More like scared limp.
Or scared into thinking that you might go limp.
For nearly 500 years, the threat of impotence has been used to cajole men into abandoning something marketers (and/or public health campaigns) want them to leave behind. Sometimes this has been for their own good — like giving up smoking. Other times, the request has been more self-serving — like giving up meat. But one thing always remains the same: They all prey on the timeless male fear of going soft at the most inopportune/embarrassing moment.
Here are a few of the campaigns that have pushed that consequence the, um, hardest.
As far as we can tell, the first ad to use male impotence as a deterrent was from the 1670s. It was seemingly half satire, half public-health initiative as the coffee industry had proclaimed all these wondrous effects of a cup of joe — all of which were dubious. Even more dubious: the “The Womens [sic] Petition Against Coffee,” which used humor to debunk these claims — as well as alleged that coffee would sink a man’s sex drive (because of its chemical and cultural properties). “The satirist accuses coffee-house habitués of being ‘effeminate’ because they spend their time talking, reading and pursuing their business rather than carousing, drinking and whoring,” author Markman Ellis wrote in his 2005 book The Coffee-House: A Cultural History. One of the funnier passages:
… the Excessive use of that Newfangled, Abominable, Heathenish Liquor called COFFEE, which Riffling Nature of her Choicest Treasures, and Drying up the Radical Moisture, has so Eunucht our Husbands that they are become as unfruitful as those Desarts [deserts] whence that unhappy Berry is said to be brought.

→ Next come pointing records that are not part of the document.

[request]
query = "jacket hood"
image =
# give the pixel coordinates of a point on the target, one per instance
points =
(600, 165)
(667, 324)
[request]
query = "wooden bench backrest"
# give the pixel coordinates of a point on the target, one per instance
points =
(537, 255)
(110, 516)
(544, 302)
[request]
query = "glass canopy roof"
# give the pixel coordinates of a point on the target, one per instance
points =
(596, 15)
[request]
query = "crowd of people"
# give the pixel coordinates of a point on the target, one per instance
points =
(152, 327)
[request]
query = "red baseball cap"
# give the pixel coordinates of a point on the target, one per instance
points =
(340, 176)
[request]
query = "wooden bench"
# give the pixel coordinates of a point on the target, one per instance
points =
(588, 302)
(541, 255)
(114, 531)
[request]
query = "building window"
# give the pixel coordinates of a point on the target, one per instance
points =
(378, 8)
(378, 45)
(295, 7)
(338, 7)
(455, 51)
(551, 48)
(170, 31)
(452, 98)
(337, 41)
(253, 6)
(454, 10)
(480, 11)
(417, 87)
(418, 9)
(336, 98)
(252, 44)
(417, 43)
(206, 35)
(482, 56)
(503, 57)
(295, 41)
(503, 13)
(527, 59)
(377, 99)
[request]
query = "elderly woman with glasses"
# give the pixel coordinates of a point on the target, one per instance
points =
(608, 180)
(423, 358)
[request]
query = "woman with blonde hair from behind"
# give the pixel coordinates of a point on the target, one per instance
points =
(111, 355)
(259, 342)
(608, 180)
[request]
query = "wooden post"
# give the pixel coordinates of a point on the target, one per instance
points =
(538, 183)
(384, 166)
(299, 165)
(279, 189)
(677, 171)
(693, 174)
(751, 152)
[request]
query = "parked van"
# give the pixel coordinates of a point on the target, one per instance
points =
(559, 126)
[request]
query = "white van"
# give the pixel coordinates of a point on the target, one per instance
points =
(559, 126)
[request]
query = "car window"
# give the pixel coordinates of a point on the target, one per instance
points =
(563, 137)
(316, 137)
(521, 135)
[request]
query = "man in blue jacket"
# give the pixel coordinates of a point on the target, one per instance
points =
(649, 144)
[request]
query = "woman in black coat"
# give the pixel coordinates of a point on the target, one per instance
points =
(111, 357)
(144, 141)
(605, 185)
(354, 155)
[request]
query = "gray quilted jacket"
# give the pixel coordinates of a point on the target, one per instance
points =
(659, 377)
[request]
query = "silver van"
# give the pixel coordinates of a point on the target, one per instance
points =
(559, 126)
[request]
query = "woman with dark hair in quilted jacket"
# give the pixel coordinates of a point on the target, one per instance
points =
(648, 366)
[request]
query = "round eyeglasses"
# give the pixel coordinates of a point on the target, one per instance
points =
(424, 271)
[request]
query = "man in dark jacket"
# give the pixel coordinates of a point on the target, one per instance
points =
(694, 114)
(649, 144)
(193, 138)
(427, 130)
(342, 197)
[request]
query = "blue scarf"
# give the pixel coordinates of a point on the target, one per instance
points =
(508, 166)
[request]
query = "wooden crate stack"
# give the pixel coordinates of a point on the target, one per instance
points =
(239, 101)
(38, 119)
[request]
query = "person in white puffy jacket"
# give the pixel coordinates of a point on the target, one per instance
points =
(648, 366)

Three hundred or so years later in 1993, an ad appeared on Sunset Boulevard in L.A. that used the famed Marlboro Man as its subject to convey a similar message: Smoking causes impotence. The tactic — imagining that the Marlboro Man couldn’t get it up (or that his product would ensure that you couldn’t get it up) — proved quite popular.
So did a number of other metaphors for smoking making your boner go up in smoke. For example, your balls as ashtray in this print ad for a 2001 anti-smoking campaign in Brazil.
…and your ash as your dwindling erection (via a 2005 commercial created by the U.K.’s National Health Services).
Or this 2011 commercial from the Cancer Patients Aid Association that turned the cigarettes-as-sexy cliché on its head.
https://www.youtube.com/watch?v=C74m6aeaGYs
As well as this PSA a year later, which is a variation on the same theme — i.e., smoking isn’t so sexy after all, since it’ll do as much damage to your libido as it will to your lungs.
This parody ad from Adbusters linking impotence to booze is obviously more of a joke than a crusade, but still, whiskey dick is a real thing? Right? RIGHT?!?!
Never one to play coy, PETA regularly uses impotence as a means of separating man from his non-euphemistic meat. In fairness, they also have an incredible amount of phallic fruits, vegetables and dastardly sausages with which to prove their point.
Bananas and hot dogs particularly:
They’ve also tried to go as big as possible with their message, attempting to air meat-as-boner-killer ads during the 2008 and 2016 Super Bowls. Both, however, proved to be too hot for TV and were banned from the airwaves (which may have been a deliberate tactic).
They’ll always have billboards, though.